To find Bob's rating from Alice's rating, read across Alice's row to Bob's column. Add the value found in that cell to Alice's rating to get Bob's rating. Alice gave the movie a two. Find her row and read across to Bob. That cell has a negative one. Add negative one to Alice's rating of two and you get one, which is Bob's rating.

If a pair of users has rated more than one movie, then the value in the matrix is their average difference in rating across all the movies they have both rated. The matrix now permits us to predict a rating for a movie that Alice hasn't rated yet. If Bob has rated The Constant Gardener and Alice hasn't, we can now predict Alice's reaction to that movie by applying the matrix to Bob's rating for The Constant Gardener.

To get the best possible prediction, we shouldn't use just one user to predict the rating for another user. We should use as many users as possible. If both Bob and Carl have already rated The Constant Gardener, and they both have some previous ratings in common with Alice so a correlation has been established between both of them and Alice, then we should try to use both of their ratings, in conjunction with the matrix, to predict Alice's rating. The simplest approach is to find the individual predictions based on the matrix and average them, but we can do even better than that.

What if Alice and Bob have rated more movies in common than Alice and Carl? In that case, we should trust the prediction based on Bob's rating and his matrix cell more than Carl's. Just like the generic rating, the solution here is to use a weighted average. In this case, the weight will be the number of movies a given pair of users has rated previously. If Bob and Alice have previously rated two movies in common, and Carl and Alice have previously rated one, then Alice's prediction will be weighted toward Bob by a factor of two and toward Carl by a factor one. This method describes how Movie Hurl's personalized ratings works. [Note, for some slightly complicated reasons, it might be better to use the square root of the number of movies a pair of users has in common as the weight instead, but Movie Hurl does not currently do this, and I doubt it matters too much.].

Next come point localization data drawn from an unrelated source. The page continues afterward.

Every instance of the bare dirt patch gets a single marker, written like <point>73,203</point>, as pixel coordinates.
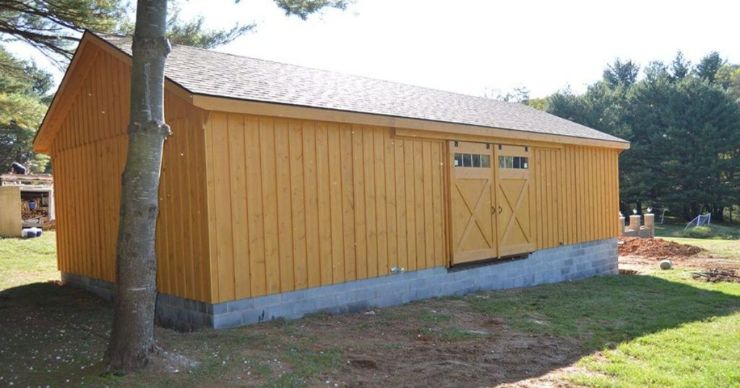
<point>639,255</point>
<point>656,248</point>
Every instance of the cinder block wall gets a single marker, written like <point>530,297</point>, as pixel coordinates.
<point>570,262</point>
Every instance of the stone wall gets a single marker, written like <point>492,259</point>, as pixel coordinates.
<point>564,263</point>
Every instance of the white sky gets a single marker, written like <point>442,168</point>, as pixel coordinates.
<point>473,46</point>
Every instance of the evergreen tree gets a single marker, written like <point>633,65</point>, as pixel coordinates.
<point>684,129</point>
<point>708,67</point>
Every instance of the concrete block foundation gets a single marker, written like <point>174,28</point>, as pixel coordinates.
<point>564,263</point>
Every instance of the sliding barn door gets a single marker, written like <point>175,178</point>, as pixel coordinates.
<point>513,200</point>
<point>472,197</point>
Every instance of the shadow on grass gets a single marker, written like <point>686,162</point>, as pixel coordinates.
<point>52,334</point>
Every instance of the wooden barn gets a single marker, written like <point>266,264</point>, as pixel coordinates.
<point>287,190</point>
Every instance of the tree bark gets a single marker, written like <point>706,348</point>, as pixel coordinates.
<point>132,338</point>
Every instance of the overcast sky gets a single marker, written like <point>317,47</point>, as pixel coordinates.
<point>477,46</point>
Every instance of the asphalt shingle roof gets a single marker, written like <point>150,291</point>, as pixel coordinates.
<point>218,74</point>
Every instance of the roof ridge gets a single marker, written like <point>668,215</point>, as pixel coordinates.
<point>216,73</point>
<point>211,51</point>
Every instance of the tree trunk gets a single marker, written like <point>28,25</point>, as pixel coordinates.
<point>132,337</point>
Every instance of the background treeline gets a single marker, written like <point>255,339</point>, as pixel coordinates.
<point>683,121</point>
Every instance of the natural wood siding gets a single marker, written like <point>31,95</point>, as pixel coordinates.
<point>295,204</point>
<point>88,156</point>
<point>576,195</point>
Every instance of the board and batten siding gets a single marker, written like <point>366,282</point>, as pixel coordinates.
<point>576,195</point>
<point>294,204</point>
<point>88,156</point>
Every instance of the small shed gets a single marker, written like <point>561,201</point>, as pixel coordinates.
<point>287,190</point>
<point>26,200</point>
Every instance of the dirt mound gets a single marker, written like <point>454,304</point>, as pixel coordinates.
<point>655,248</point>
<point>717,275</point>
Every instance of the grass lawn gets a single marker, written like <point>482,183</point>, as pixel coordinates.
<point>660,329</point>
<point>24,261</point>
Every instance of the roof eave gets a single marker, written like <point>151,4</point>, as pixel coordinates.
<point>237,105</point>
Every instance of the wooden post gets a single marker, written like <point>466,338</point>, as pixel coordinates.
<point>649,224</point>
<point>634,227</point>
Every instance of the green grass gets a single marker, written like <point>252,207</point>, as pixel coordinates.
<point>24,261</point>
<point>713,231</point>
<point>664,330</point>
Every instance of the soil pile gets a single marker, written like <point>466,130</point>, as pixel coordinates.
<point>655,248</point>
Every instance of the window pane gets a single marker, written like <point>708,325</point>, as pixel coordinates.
<point>467,160</point>
<point>458,159</point>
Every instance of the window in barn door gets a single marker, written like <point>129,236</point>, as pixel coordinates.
<point>472,160</point>
<point>519,162</point>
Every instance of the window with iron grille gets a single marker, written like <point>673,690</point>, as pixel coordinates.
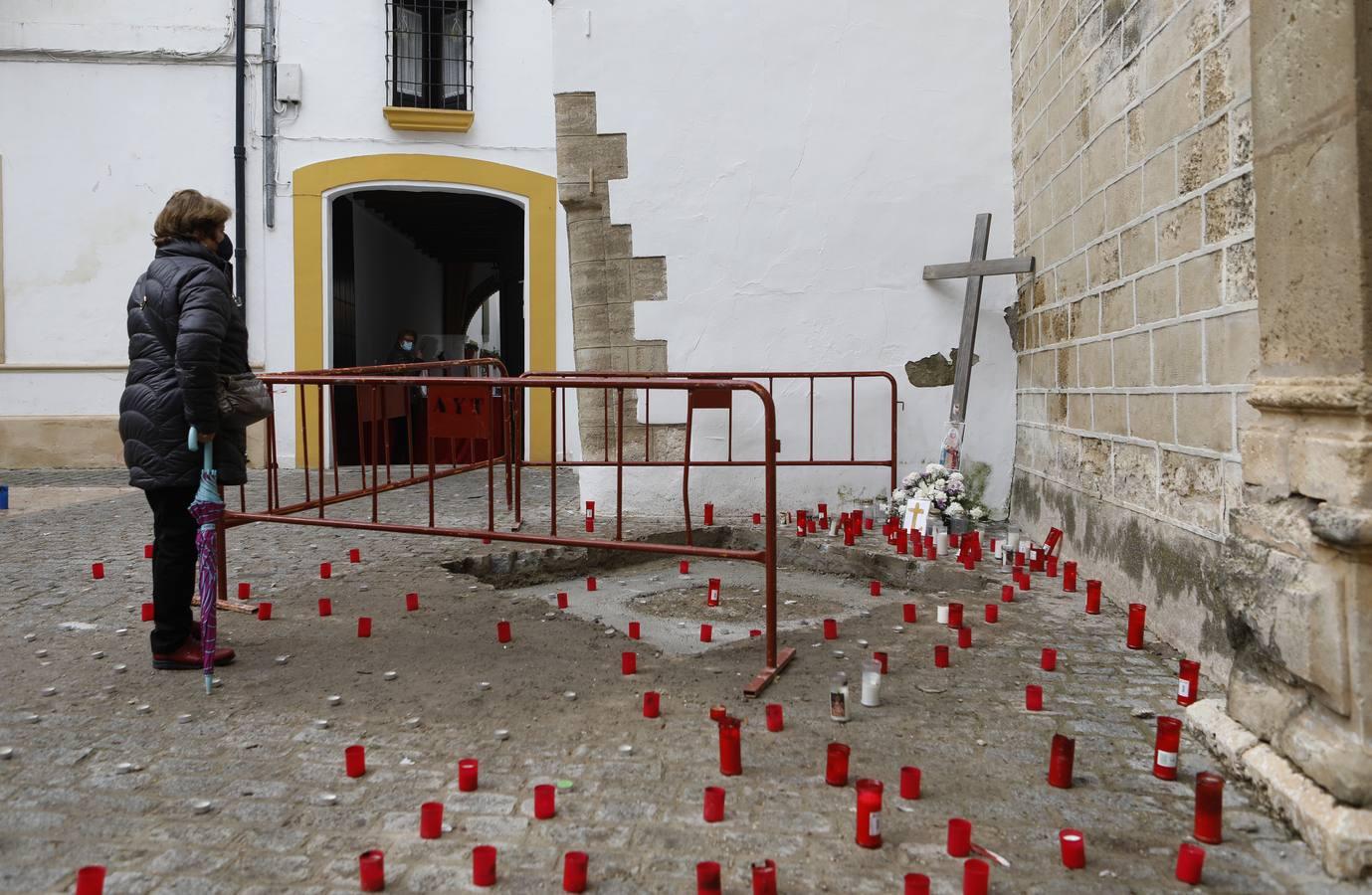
<point>430,54</point>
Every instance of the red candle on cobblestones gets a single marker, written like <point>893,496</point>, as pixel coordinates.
<point>1165,747</point>
<point>836,765</point>
<point>713,805</point>
<point>730,747</point>
<point>484,865</point>
<point>1074,848</point>
<point>764,877</point>
<point>976,877</point>
<point>706,879</point>
<point>869,812</point>
<point>1190,862</point>
<point>1209,807</point>
<point>91,880</point>
<point>574,870</point>
<point>1060,761</point>
<point>372,869</point>
<point>959,836</point>
<point>467,774</point>
<point>1136,616</point>
<point>1188,683</point>
<point>545,801</point>
<point>908,782</point>
<point>354,761</point>
<point>431,819</point>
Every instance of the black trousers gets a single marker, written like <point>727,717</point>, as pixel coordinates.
<point>173,566</point>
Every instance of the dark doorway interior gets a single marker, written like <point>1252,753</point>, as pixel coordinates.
<point>451,267</point>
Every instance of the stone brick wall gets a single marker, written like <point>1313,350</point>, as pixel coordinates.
<point>1133,189</point>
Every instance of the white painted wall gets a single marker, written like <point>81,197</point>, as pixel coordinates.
<point>799,163</point>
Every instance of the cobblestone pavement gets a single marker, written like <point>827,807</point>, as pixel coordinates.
<point>256,750</point>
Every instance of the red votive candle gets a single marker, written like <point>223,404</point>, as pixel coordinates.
<point>1136,615</point>
<point>836,765</point>
<point>764,877</point>
<point>959,836</point>
<point>713,805</point>
<point>467,772</point>
<point>91,880</point>
<point>372,869</point>
<point>706,879</point>
<point>1165,747</point>
<point>908,782</point>
<point>730,747</point>
<point>545,801</point>
<point>1060,761</point>
<point>574,870</point>
<point>1209,807</point>
<point>484,865</point>
<point>1190,862</point>
<point>869,812</point>
<point>976,877</point>
<point>1074,848</point>
<point>1188,683</point>
<point>354,761</point>
<point>431,819</point>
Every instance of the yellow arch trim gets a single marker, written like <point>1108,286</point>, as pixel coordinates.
<point>539,195</point>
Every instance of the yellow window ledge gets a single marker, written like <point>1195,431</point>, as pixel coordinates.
<point>402,118</point>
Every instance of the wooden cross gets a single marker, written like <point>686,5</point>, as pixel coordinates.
<point>974,268</point>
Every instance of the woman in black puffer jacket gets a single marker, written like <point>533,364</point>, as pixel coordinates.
<point>184,330</point>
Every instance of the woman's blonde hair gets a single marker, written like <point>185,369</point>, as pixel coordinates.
<point>189,216</point>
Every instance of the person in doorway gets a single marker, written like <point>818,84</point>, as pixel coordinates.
<point>184,330</point>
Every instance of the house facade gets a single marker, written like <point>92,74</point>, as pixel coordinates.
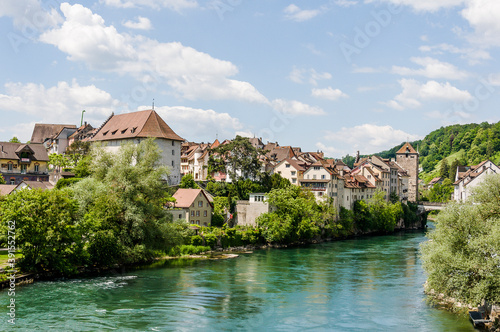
<point>467,179</point>
<point>23,162</point>
<point>193,205</point>
<point>291,169</point>
<point>132,128</point>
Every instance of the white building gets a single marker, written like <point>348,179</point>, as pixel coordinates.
<point>133,127</point>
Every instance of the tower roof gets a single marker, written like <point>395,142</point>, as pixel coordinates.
<point>407,148</point>
<point>137,124</point>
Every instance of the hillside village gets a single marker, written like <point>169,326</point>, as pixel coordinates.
<point>27,165</point>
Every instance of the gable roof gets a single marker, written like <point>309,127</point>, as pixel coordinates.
<point>6,189</point>
<point>406,148</point>
<point>9,151</point>
<point>136,124</point>
<point>42,131</point>
<point>36,185</point>
<point>185,197</point>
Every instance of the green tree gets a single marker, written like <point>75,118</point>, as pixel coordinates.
<point>294,218</point>
<point>461,258</point>
<point>444,169</point>
<point>47,231</point>
<point>126,194</point>
<point>441,192</point>
<point>239,159</point>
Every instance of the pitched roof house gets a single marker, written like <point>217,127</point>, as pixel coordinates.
<point>20,162</point>
<point>471,178</point>
<point>193,205</point>
<point>133,127</point>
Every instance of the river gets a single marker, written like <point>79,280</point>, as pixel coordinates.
<point>364,284</point>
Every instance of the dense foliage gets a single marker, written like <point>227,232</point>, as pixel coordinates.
<point>462,256</point>
<point>116,215</point>
<point>239,159</point>
<point>459,144</point>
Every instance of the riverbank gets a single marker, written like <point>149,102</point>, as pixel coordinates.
<point>217,253</point>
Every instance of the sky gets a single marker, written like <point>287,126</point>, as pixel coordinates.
<point>336,76</point>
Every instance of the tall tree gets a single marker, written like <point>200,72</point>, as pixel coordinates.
<point>461,257</point>
<point>239,159</point>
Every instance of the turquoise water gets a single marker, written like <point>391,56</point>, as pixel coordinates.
<point>366,284</point>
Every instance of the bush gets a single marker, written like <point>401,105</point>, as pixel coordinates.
<point>192,250</point>
<point>211,240</point>
<point>63,183</point>
<point>217,220</point>
<point>196,240</point>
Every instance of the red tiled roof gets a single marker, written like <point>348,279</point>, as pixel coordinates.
<point>43,131</point>
<point>136,124</point>
<point>185,197</point>
<point>406,148</point>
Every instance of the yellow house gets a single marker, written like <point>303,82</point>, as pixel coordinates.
<point>193,205</point>
<point>23,162</point>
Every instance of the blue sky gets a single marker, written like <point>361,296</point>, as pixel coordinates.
<point>336,76</point>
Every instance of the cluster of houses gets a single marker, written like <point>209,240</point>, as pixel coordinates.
<point>27,165</point>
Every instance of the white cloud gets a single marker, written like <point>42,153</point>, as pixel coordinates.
<point>143,23</point>
<point>195,124</point>
<point>30,14</point>
<point>328,93</point>
<point>483,16</point>
<point>294,107</point>
<point>308,75</point>
<point>414,93</point>
<point>190,73</point>
<point>473,55</point>
<point>423,5</point>
<point>294,13</point>
<point>345,3</point>
<point>432,68</point>
<point>366,138</point>
<point>62,103</point>
<point>176,5</point>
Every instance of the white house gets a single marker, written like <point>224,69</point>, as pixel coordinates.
<point>133,127</point>
<point>466,179</point>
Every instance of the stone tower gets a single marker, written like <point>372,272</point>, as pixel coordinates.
<point>407,158</point>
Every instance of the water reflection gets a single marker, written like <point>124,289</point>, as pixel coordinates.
<point>364,284</point>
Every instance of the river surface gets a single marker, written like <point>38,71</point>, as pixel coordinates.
<point>365,284</point>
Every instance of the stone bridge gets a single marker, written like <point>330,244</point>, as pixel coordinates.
<point>430,206</point>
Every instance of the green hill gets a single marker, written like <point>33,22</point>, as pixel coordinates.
<point>457,145</point>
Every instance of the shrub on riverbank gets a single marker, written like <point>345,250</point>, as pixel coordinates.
<point>462,257</point>
<point>114,216</point>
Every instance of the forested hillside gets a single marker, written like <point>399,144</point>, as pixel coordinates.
<point>459,144</point>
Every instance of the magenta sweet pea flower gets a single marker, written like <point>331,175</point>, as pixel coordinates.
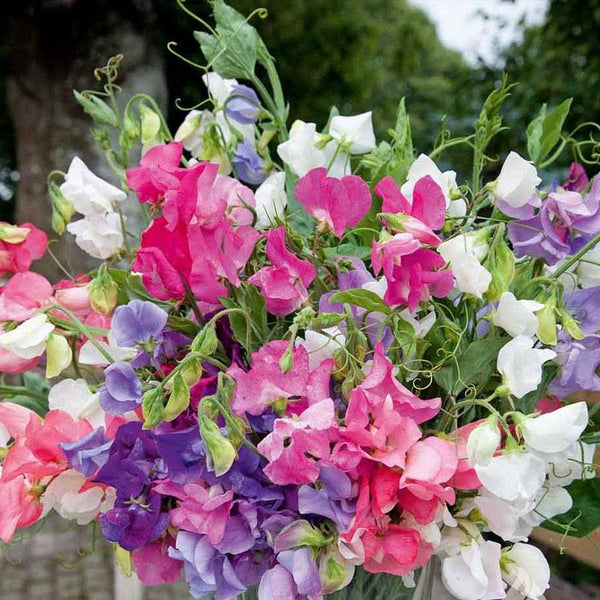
<point>339,203</point>
<point>284,284</point>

As with generic ratings, you will see a small number in parentheses next to the personalized rating. This number indicates how many other users contributed to the prediction, i.e., of all the users who have ever rated a movie in common with Alice, how many of them also rated the movie for which Alice's prediction is being made. This serves the same purpose as in the generic rating, to provide some indication of the variance and overall trust-worthiness of the personalized rating.